JMSI Kaltim juga membuka ruang seluas-luasnya bagi seluruh pengurus kabupaten/kota untuk menyusun program kerja lima tahun ke depan. Program-program ini diharapkan dapat memperkuat sinergi antara JMSI dengan pemerintah daerah maupun provinsi, serta memberikan kontribusi nyata bagi pembangunan di berbagai sektor.
Wakil Ketua Pembina JMSI Kaltim, Ramadan, memberikan apresiasi atas perkembangan signifikan yang telah dicapai JMSI sejak Musda pertama. Ia menekankan pentingnya konsistensi dalam menjalankan program-program yang telah dicanangkan, serta memperkuat soliditas internal organisasi.
“Saya mendorong agar JMSI terus tumbuh dan semakin maju. Kesempatan itu ada di depan mata. Program-program yang sudah berjalan dan yang akan dicanangkan harus terus diperkuat, agar JMSI dapat memberikan manfaat yang lebih besar bagi masyarakat Kaltim,” kata Ramadan dengan penuh semangat.
Ramadan juga memberikan tanggapan positif terhadap program “JMSI Goes to School” yang akan segera digulirkan. Program ini bertujuan untuk memberikan edukasi literasi digital dan media kepada para pelajar di Kaltim, sebagai upaya untuk meningkatkan kesadaran akan pentingnya penggunaan media yang bijak dan bertanggung jawab.
“Program ‘JMSI Goes to School’ ini sangat bagus, kreatif, dan positif. Semua kegiatan yang membawa kemaslahatan bagi masyarakat Kaltim harus kita dukung sepenuhnya,” ujarnya.
Ia kembali menekankan pentingnya soliditas internal sebagai kunci keberhasilan JMSI dalam mencapai tujuan-tujuannya.
“Anggota harus selalu mendukung ketua. Jika ketua dan anggota solid, program-program yang telah direncanakan pasti dapat berjalan dengan konsisten dan berhasil. Saya yakin JMSI ke depan akan semakin jaya dan menjadi organisasi yang disegani di Kaltim,” tegasnya.
Anggota Dewan Pakar JMSI Kaltim, Abdul Rozak Fahrudin, turut memberikan pandangan sekaligus dukungan moral agar program-program JMSI dapat dijalankan dengan lebih kuat dan efektif dalam lima tahun ke depan.
“Saya senang bisa kembali berkontribusi dan mendukung pengembangan program-program JMSI. Pesan saya, mari kita pererat persaudaraan dalam organisasi ini. Dengan kekompakan dan kerja keras, JMSI pasti bisa semakin maju dan memberikan kontribusi yang lebih besar bagi masyarakat Kaltim,” ujarnya.

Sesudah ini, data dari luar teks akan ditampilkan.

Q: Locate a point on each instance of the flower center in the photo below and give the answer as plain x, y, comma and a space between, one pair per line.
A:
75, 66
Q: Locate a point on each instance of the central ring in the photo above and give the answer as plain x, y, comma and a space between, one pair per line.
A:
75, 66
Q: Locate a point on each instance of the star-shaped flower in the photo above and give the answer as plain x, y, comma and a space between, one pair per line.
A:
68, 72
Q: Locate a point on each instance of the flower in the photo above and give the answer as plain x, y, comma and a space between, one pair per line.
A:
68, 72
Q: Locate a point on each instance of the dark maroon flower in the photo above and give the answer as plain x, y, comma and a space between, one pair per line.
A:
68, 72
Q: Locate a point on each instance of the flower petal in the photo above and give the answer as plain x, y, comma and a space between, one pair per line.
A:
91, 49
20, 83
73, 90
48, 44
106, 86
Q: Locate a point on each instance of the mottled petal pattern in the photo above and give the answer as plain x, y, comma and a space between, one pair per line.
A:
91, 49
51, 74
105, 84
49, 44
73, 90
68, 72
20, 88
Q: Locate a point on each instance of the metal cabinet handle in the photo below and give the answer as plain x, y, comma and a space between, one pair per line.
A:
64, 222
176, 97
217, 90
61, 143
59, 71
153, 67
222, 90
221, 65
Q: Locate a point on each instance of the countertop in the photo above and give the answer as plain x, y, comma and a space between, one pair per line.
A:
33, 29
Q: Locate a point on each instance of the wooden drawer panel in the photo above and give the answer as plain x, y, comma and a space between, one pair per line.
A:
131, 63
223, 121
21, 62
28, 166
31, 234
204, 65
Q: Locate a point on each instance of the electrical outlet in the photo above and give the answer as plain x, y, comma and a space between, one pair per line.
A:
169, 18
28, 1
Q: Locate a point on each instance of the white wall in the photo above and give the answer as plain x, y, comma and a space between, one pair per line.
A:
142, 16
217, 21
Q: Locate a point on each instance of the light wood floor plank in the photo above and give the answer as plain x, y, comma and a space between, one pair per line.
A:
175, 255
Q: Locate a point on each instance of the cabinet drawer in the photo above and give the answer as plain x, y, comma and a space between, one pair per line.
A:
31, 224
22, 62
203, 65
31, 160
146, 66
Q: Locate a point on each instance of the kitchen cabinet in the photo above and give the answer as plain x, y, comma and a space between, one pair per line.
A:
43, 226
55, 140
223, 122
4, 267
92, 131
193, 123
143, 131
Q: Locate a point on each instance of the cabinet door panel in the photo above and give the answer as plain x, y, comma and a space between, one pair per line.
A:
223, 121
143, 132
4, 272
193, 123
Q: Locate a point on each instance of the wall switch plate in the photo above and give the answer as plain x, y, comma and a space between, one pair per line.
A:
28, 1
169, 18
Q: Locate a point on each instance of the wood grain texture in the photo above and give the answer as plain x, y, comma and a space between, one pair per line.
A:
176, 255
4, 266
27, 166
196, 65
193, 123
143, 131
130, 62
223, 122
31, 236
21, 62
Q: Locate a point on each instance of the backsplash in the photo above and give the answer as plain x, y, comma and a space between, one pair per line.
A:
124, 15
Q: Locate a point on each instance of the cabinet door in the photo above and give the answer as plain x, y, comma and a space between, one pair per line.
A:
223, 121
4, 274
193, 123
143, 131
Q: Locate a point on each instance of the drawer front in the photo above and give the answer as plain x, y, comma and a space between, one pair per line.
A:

Pertemuan ini menandai langkah awal periode kepengurusan JMSI Kaltim 2025–2030 dalam membangun organisasi yang lebih solid, adaptif, dan berorientasi pada kolaborasi. Seluruh unsur ketua, pembina, dan pakar sepakat bahwa JMSI harus menjadi motor penggerak literasi media dan mitra strategis pemerintah dalam membangun Kalimantan Timur yang lebih maju dan sejahtera.